Let $A$ be a large square $(n+1) \times (n+1)$ invertible matrix, where $n \approx 1000$.
$$A = \begin{bmatrix}
-1 & 0 & 0 &\cdots & 0 & a_0\\
1 & -1 & 0 &\cdots & 0 & a_1\\
0 & 1 & -1 &\cdots & 0 & a_2\\
\vdots & \vdots & \vdots &\ddots & \vdots & \vdots\\
0 & 0 & 0 &\cdots & -1 & a_{n-1}\\
0 & 0 & 0 &\cdots & 1 & a_n-1\\
\end{bmatrix}$$
What is the most efficient way to find its inverse or solve its linear equation?

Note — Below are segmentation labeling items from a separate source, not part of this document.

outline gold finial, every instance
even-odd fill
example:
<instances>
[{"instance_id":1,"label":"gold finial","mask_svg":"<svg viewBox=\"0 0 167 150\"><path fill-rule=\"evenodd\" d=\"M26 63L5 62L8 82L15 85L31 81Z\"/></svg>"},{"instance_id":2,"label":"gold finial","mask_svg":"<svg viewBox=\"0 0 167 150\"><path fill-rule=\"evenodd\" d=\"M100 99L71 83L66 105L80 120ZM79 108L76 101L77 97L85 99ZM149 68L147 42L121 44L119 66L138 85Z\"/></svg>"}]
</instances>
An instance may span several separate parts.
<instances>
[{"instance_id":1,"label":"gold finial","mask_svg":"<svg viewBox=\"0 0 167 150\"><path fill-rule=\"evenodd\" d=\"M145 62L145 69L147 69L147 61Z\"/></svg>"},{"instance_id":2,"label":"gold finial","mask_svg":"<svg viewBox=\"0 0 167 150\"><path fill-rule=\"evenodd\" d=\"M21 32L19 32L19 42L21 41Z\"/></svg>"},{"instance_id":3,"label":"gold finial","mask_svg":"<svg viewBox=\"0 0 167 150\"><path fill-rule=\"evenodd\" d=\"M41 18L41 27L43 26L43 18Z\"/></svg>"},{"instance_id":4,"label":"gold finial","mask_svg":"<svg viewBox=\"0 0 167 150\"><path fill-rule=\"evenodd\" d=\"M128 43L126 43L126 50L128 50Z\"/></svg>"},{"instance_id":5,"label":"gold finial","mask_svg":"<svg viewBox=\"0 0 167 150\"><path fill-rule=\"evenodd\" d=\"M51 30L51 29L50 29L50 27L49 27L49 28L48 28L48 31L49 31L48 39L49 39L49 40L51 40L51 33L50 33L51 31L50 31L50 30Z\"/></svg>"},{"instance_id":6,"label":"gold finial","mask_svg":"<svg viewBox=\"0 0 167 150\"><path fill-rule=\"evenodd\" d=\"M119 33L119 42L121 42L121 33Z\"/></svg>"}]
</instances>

Matrix $A$ is the result of a subtraction of a matrix with the identity matrix. I try to solve this to find the result of the series of a matrix and apparently Gaussian elimination method was not efficient enough.
Best Answer
Let's solve $Ax = b$. The first equation in this linear system tells us that $-x_0 + a_0 x_n = b_0$, or $$ x_0 = a_0 x_n - b_0. $$ The second equation tells us that \begin{align} & x_0 - x_1 + a_1 x_n = b_1 \\ \implies & x_1 = (a_0 + a_1) x_n - b_0 - b_1. \end{align} The third equation tells us that \begin{align} &x_1 - x_2 + a_2 x_n = b_2 \\ \implies & x_2 = (a_0 + a_1 + a_2) x_n - b_0 - b_1 - b_2. \end{align} Continuing like this, the second-to-last equation tells us that \begin{align} & x_{n-1} = (a_0 + \cdots + a_{n-1}) x_n - b_0 - \cdots - b_{n-1}. \end{align} The final equation tells us that \begin{align} &x_{n-1} + (a_n - 1) x_n = b_n \\ \implies& (a_0 + \cdots + a_{n-1}) x_n - b_0 - \cdots - b_{n-1} + (a_n - 1) x_n = b_n \\ \implies & (-1 + \sum_{i=0}^n a_i)x_n - \sum_{i=0}^n b_i = 0 \\ \implies & x_n = \frac{\sum_{i=0}^n b_i }{-1 + \sum_{i=0}^n a_i}. \end{align} We can now do back-substitution to get the values of $x_{n-1}, \ldots, x_0$.
So we can solve $Ax = b$ in linear time.